Panda9296 hat gesagt.:


> Dazu müsste ich dann sagen
> 
> String user = sharedPreferences.getString("userID");
> 
> und dann kann ich den wie in den Grundlagen von Java bearbeiten? bzw auslesen weil ich ja überprüfen möchte, ob die daten übereinstimmen.


Klar, Du hast ein SharedPreferences-Objekt und das kannst Du ganz normal verwenden.

Der Unterschied zwischen Android und Java auf dem Desktop liegt nicht in der Sprache, sondern im Framework (und den Paketen, die zur Verfügung stehen). Die Sprache ist immer gleich und funktioniert immer gleich. 

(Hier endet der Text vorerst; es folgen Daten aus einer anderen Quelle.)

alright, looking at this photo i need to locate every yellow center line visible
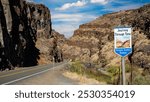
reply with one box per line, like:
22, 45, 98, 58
0, 66, 48, 78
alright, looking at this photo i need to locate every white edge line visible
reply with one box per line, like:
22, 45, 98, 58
2, 63, 67, 85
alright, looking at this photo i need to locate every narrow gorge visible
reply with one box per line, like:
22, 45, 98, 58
0, 0, 150, 83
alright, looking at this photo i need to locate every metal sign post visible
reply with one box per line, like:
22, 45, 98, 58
122, 57, 126, 85
114, 27, 132, 85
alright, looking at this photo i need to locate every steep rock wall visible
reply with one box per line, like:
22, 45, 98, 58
0, 0, 62, 70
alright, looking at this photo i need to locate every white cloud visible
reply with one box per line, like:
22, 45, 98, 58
52, 14, 83, 22
52, 13, 97, 37
90, 0, 109, 5
25, 0, 34, 2
52, 13, 96, 22
56, 0, 87, 11
52, 14, 83, 19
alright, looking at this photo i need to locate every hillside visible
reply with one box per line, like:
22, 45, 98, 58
62, 4, 150, 69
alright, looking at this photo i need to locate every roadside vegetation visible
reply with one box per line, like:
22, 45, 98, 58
67, 61, 111, 84
67, 61, 150, 85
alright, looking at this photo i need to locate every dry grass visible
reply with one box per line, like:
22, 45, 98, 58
63, 71, 106, 85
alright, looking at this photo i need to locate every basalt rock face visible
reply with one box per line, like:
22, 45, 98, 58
50, 30, 65, 62
0, 0, 62, 70
63, 4, 150, 68
37, 29, 64, 64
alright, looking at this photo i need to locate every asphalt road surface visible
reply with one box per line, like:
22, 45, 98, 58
0, 62, 68, 85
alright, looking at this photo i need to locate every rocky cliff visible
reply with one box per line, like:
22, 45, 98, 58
62, 4, 150, 69
0, 0, 63, 70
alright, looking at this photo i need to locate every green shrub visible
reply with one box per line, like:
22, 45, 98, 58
68, 61, 111, 84
125, 64, 131, 73
69, 61, 85, 75
133, 75, 150, 85
107, 66, 120, 76
86, 69, 111, 84
106, 66, 122, 84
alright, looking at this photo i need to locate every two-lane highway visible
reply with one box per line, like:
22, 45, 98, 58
0, 62, 67, 85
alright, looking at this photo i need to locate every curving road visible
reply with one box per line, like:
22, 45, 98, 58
0, 61, 71, 85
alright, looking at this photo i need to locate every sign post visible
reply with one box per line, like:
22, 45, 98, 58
114, 27, 132, 85
122, 57, 125, 85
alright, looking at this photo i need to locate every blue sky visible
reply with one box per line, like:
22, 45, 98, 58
28, 0, 150, 38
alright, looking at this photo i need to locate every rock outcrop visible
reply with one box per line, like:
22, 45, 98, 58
47, 29, 65, 63
62, 4, 150, 68
0, 0, 63, 70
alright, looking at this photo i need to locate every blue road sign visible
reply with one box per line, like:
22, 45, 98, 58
114, 27, 132, 57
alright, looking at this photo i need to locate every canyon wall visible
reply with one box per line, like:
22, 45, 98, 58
62, 4, 150, 68
0, 0, 62, 70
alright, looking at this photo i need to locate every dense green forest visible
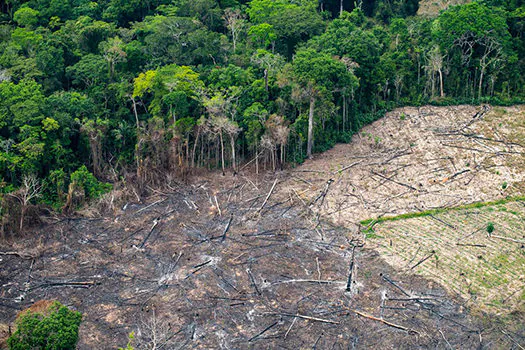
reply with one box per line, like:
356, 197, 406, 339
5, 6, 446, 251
0, 0, 523, 218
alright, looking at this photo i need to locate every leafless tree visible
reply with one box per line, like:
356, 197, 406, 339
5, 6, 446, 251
101, 37, 127, 79
80, 119, 106, 178
0, 68, 10, 82
425, 46, 445, 98
133, 308, 180, 350
478, 37, 505, 99
202, 90, 241, 175
8, 174, 42, 232
223, 8, 245, 52
251, 50, 285, 92
264, 114, 290, 171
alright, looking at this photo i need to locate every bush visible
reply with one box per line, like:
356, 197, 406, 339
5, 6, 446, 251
70, 166, 111, 199
7, 300, 82, 350
487, 222, 495, 234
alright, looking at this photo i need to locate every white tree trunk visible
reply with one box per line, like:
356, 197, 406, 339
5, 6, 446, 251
307, 95, 315, 159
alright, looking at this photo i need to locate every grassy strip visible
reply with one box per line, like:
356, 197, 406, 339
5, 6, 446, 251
360, 195, 525, 230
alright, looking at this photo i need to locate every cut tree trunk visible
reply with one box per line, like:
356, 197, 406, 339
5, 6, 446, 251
438, 69, 444, 97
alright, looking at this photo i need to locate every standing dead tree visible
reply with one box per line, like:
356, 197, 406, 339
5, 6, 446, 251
265, 114, 290, 171
202, 90, 241, 175
223, 8, 245, 52
7, 174, 42, 234
425, 46, 446, 98
80, 119, 106, 178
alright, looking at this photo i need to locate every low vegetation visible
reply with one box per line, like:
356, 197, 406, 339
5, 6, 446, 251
7, 300, 82, 350
361, 195, 525, 228
364, 200, 525, 314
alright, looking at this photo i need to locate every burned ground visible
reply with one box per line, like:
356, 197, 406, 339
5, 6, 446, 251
1, 105, 524, 349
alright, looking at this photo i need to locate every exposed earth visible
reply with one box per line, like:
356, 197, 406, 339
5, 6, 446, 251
1, 105, 524, 349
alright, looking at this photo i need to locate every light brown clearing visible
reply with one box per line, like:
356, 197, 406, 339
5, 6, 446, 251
417, 0, 471, 16
1, 105, 524, 348
285, 105, 525, 229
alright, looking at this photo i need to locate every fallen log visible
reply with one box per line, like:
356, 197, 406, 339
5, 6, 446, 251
257, 178, 278, 213
0, 251, 36, 260
249, 321, 279, 342
310, 179, 334, 208
345, 246, 357, 292
29, 280, 100, 291
135, 197, 167, 214
456, 243, 487, 248
221, 214, 233, 242
411, 250, 435, 270
448, 169, 471, 181
246, 268, 261, 295
491, 235, 525, 244
370, 171, 417, 191
272, 279, 345, 285
381, 275, 411, 297
273, 313, 339, 324
348, 309, 417, 333
139, 218, 159, 248
429, 215, 456, 229
334, 161, 363, 175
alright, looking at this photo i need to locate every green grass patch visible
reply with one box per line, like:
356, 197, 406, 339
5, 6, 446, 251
360, 196, 525, 228
365, 232, 384, 239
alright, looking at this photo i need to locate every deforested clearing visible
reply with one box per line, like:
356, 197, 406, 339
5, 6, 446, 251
369, 201, 525, 315
1, 105, 524, 348
284, 104, 525, 316
287, 105, 525, 226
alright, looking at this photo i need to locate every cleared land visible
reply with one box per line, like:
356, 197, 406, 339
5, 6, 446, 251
1, 105, 524, 348
287, 105, 525, 227
284, 105, 525, 314
0, 176, 490, 349
367, 200, 525, 315
417, 0, 471, 16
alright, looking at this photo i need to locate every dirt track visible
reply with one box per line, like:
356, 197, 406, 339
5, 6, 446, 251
1, 105, 524, 349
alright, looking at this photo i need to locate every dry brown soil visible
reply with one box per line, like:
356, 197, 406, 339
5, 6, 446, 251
287, 105, 525, 227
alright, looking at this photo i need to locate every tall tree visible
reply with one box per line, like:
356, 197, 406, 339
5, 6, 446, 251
283, 49, 358, 158
433, 2, 514, 97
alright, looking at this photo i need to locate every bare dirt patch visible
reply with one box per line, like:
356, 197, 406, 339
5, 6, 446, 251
0, 175, 506, 349
417, 0, 471, 16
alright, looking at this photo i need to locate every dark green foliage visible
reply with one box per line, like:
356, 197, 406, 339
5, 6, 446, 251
487, 222, 495, 234
7, 301, 82, 350
70, 165, 111, 199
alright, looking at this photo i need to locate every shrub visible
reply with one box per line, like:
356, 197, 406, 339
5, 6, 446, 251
119, 332, 135, 350
7, 300, 82, 350
487, 222, 495, 235
70, 166, 111, 199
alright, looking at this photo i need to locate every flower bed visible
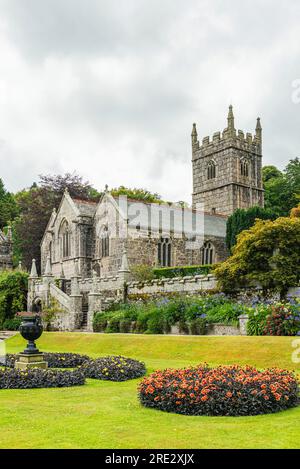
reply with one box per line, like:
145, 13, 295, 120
0, 368, 85, 389
4, 353, 90, 369
80, 355, 146, 381
138, 365, 299, 416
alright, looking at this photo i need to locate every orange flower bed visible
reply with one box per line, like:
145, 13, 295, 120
138, 365, 299, 416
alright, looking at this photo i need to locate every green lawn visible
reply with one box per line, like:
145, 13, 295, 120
1, 332, 300, 449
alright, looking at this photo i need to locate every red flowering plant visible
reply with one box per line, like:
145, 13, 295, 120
138, 365, 299, 416
263, 303, 300, 336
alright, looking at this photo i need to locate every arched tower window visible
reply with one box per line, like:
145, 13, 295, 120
207, 161, 216, 180
158, 237, 172, 267
200, 241, 214, 265
101, 226, 110, 258
240, 159, 249, 177
60, 220, 70, 258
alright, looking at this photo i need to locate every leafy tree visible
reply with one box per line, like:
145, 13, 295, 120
111, 186, 162, 203
263, 158, 300, 216
39, 173, 101, 201
226, 206, 277, 250
0, 270, 29, 327
262, 165, 282, 183
14, 173, 100, 272
215, 216, 300, 298
0, 179, 19, 229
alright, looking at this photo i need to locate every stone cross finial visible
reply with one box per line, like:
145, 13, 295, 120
30, 259, 38, 278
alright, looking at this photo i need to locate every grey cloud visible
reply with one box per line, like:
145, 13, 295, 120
0, 0, 299, 202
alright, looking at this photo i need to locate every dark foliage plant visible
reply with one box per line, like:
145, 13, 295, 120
0, 368, 85, 389
139, 365, 299, 416
80, 355, 146, 382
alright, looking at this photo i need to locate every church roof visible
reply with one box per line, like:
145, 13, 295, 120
114, 197, 227, 238
72, 198, 98, 217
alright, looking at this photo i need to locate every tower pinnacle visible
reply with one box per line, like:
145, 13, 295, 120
227, 105, 235, 133
255, 117, 262, 143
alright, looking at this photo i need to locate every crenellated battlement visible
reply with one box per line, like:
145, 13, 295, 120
192, 107, 262, 159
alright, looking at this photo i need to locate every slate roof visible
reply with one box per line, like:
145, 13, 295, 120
69, 195, 227, 238
73, 199, 98, 217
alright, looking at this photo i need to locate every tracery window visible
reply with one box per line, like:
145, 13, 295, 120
207, 161, 216, 180
60, 220, 70, 258
158, 237, 172, 267
200, 241, 214, 265
240, 160, 249, 177
101, 226, 110, 257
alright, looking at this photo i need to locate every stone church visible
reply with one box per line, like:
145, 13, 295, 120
0, 227, 13, 270
26, 106, 265, 330
39, 106, 263, 280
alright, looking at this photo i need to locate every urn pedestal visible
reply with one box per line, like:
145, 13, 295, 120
15, 353, 48, 370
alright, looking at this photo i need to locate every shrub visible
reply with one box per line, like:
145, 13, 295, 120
215, 217, 300, 298
106, 316, 121, 333
190, 318, 207, 335
0, 271, 28, 327
263, 304, 300, 336
131, 264, 155, 282
93, 313, 108, 332
4, 353, 90, 369
119, 319, 132, 333
81, 356, 146, 381
153, 265, 212, 279
247, 306, 269, 336
178, 320, 189, 334
2, 317, 22, 331
139, 365, 299, 416
0, 368, 85, 389
226, 206, 277, 251
247, 302, 300, 336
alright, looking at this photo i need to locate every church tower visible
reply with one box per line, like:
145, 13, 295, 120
192, 106, 264, 216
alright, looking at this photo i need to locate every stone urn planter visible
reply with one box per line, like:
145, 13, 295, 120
17, 313, 43, 354
15, 313, 47, 369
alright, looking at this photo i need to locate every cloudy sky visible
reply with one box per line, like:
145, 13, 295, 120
0, 0, 299, 203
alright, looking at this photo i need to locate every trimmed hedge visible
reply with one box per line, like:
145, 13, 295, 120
80, 355, 146, 381
2, 317, 22, 331
153, 265, 212, 279
138, 365, 299, 416
4, 353, 90, 369
0, 368, 85, 389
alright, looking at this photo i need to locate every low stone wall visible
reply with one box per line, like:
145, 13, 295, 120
127, 274, 218, 297
206, 323, 240, 336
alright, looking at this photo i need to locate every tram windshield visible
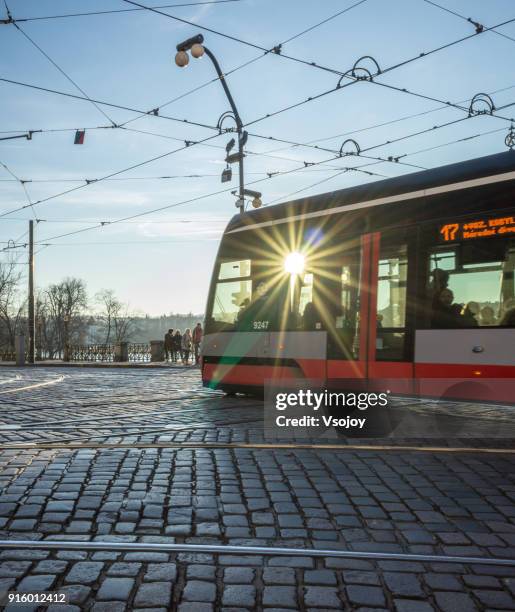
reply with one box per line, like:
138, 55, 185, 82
207, 253, 311, 332
205, 224, 330, 333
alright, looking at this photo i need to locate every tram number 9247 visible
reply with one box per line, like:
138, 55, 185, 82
252, 320, 270, 330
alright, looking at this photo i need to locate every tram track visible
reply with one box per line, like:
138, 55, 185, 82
0, 375, 22, 386
0, 388, 218, 413
1, 440, 514, 454
0, 416, 265, 446
0, 375, 64, 395
0, 397, 259, 425
0, 539, 513, 566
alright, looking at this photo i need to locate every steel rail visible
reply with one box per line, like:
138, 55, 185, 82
0, 399, 258, 426
0, 375, 22, 385
0, 417, 263, 445
0, 375, 64, 395
0, 441, 513, 454
0, 406, 261, 430
0, 389, 220, 413
0, 539, 513, 566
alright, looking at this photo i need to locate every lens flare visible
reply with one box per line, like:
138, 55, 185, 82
284, 252, 305, 275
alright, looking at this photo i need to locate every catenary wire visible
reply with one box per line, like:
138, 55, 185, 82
0, 160, 37, 219
0, 77, 220, 131
0, 168, 353, 185
119, 0, 515, 127
262, 124, 511, 207
4, 100, 511, 235
4, 11, 515, 237
122, 0, 359, 77
33, 159, 387, 244
254, 83, 515, 156
421, 0, 515, 44
11, 20, 116, 126
0, 132, 225, 219
118, 0, 370, 128
4, 83, 515, 149
2, 90, 512, 225
34, 104, 509, 244
0, 1, 242, 23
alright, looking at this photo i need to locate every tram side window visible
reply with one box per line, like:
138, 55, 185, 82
376, 245, 408, 361
428, 238, 515, 328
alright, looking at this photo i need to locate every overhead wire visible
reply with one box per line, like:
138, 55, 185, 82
0, 168, 349, 185
121, 0, 354, 77
0, 160, 37, 219
3, 91, 513, 223
262, 123, 511, 208
262, 161, 388, 208
2, 4, 514, 255
120, 0, 515, 128
1, 9, 514, 141
4, 83, 515, 170
0, 132, 225, 219
117, 0, 370, 129
14, 109, 514, 253
421, 0, 515, 44
0, 77, 221, 131
254, 83, 515, 156
0, 1, 242, 23
33, 158, 389, 245
3, 14, 514, 179
11, 19, 116, 126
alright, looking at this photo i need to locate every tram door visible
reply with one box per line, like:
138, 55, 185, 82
325, 231, 415, 391
324, 235, 366, 381
363, 230, 415, 394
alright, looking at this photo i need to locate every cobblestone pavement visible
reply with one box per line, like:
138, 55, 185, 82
0, 366, 514, 611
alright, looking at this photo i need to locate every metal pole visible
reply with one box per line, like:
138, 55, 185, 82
202, 46, 245, 214
28, 220, 35, 364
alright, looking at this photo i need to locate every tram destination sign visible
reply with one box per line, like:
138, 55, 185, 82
438, 217, 515, 242
439, 215, 515, 242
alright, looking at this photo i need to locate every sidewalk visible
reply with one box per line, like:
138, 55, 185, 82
0, 360, 199, 369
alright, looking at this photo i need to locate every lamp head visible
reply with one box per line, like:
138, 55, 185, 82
191, 43, 205, 58
175, 50, 189, 67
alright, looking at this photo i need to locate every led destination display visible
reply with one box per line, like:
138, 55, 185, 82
440, 215, 515, 242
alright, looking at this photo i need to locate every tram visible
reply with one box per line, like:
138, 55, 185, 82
201, 151, 515, 402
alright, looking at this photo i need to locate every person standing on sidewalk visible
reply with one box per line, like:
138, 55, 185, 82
192, 322, 203, 365
181, 328, 192, 364
173, 329, 182, 363
164, 328, 174, 362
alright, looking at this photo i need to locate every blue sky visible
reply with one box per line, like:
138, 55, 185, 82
1, 0, 514, 314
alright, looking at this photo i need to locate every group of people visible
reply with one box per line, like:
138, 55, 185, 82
164, 323, 202, 365
430, 269, 515, 328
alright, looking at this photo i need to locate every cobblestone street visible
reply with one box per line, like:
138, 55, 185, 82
0, 366, 514, 611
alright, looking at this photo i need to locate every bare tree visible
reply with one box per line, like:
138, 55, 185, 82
44, 278, 88, 357
0, 259, 26, 351
95, 289, 137, 343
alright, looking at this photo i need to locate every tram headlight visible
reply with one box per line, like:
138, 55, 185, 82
284, 252, 305, 275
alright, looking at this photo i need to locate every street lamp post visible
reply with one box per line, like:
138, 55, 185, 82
63, 314, 70, 362
175, 34, 248, 214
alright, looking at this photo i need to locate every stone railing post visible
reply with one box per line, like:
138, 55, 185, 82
115, 342, 129, 362
15, 334, 25, 366
150, 340, 164, 362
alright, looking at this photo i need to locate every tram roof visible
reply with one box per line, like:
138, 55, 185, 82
226, 151, 515, 232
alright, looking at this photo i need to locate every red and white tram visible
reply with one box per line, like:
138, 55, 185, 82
201, 152, 515, 402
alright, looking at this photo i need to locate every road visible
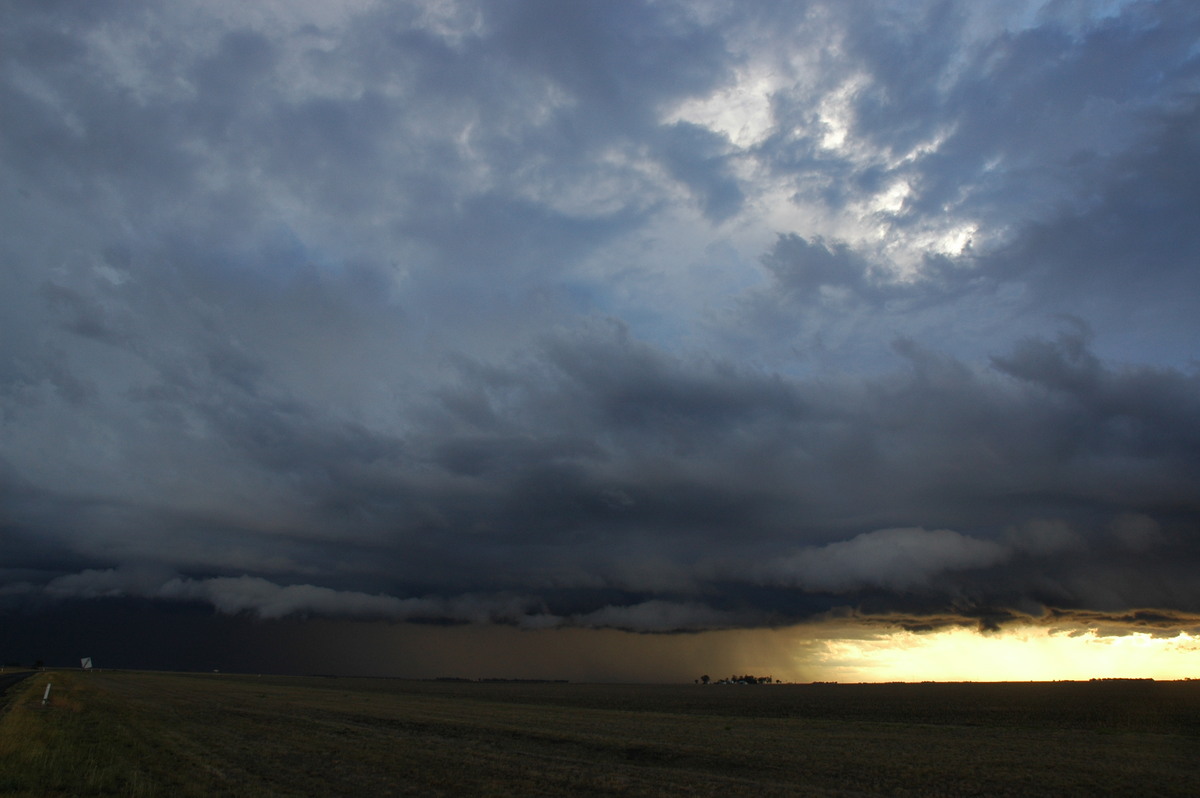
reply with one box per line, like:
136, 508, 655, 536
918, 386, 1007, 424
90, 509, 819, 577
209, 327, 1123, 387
0, 670, 33, 700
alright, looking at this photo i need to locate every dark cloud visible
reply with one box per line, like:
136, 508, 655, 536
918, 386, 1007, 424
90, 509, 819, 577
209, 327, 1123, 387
8, 318, 1196, 632
2, 1, 1198, 674
657, 121, 745, 221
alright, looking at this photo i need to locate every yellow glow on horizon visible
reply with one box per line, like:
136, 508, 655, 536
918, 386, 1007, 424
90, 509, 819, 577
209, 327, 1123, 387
802, 625, 1200, 683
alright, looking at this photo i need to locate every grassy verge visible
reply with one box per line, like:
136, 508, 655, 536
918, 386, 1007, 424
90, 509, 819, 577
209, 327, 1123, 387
0, 672, 164, 797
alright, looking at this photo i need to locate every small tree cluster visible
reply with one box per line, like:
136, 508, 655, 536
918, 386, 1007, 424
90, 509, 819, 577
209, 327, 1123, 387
698, 674, 776, 684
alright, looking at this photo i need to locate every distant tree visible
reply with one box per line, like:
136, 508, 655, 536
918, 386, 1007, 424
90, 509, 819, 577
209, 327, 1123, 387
700, 674, 710, 685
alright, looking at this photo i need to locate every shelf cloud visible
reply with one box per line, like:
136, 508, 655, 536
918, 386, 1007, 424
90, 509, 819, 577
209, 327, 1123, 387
3, 1, 1198, 673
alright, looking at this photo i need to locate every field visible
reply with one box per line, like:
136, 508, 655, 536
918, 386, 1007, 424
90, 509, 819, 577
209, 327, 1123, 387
1, 671, 1198, 796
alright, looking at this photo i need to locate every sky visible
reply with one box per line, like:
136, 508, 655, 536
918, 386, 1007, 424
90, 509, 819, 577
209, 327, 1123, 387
2, 0, 1199, 682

Das Framework ist einfach schon sehr verschieden vom Desktop. Die strikte Entkopplung von Activities über Intents und Broadcasts z. B. ist für Desktop-Programmierer erstmal sehr ungewöhnlich. Dann ist auf die Verwendung des richtigen Contexts zu achten. Auch, dass das Framework aktiv ins Geschehen eingreift, ist strange. Insofern ist es wichtig, sich an die Vorgaben von Android zu halten, sonst entsteht Murks, der zwar halbwegs funktioniert, aber in bestimmten Situationen einfach crasht.


----------



## Panda9296 (22. Jun 2020)

Also das, was du jetzt von Java beschreibst ist mir bekannt. Zumindest von Java^^. Ich habe jetzt mal versucht alles zu befolgen 
Ich bin auch tatsächlich weiter gekommen bis ich versucht habe den String zu zerlegen. Also was vielleicht auf dein Muster nicht zutrifft ist, dass die Registrierung ja in einer anderen aktivity stattfindet. Das ding dabei ist jetzt natürlich. Warum crasht es jetzt, weil ich mir sicher bin, dass ich den String richtig zerlegt habe. Ich denke es hat aufjedenfall was mit android zu tun. Also sobald ich daten eingebe crasht es -.-.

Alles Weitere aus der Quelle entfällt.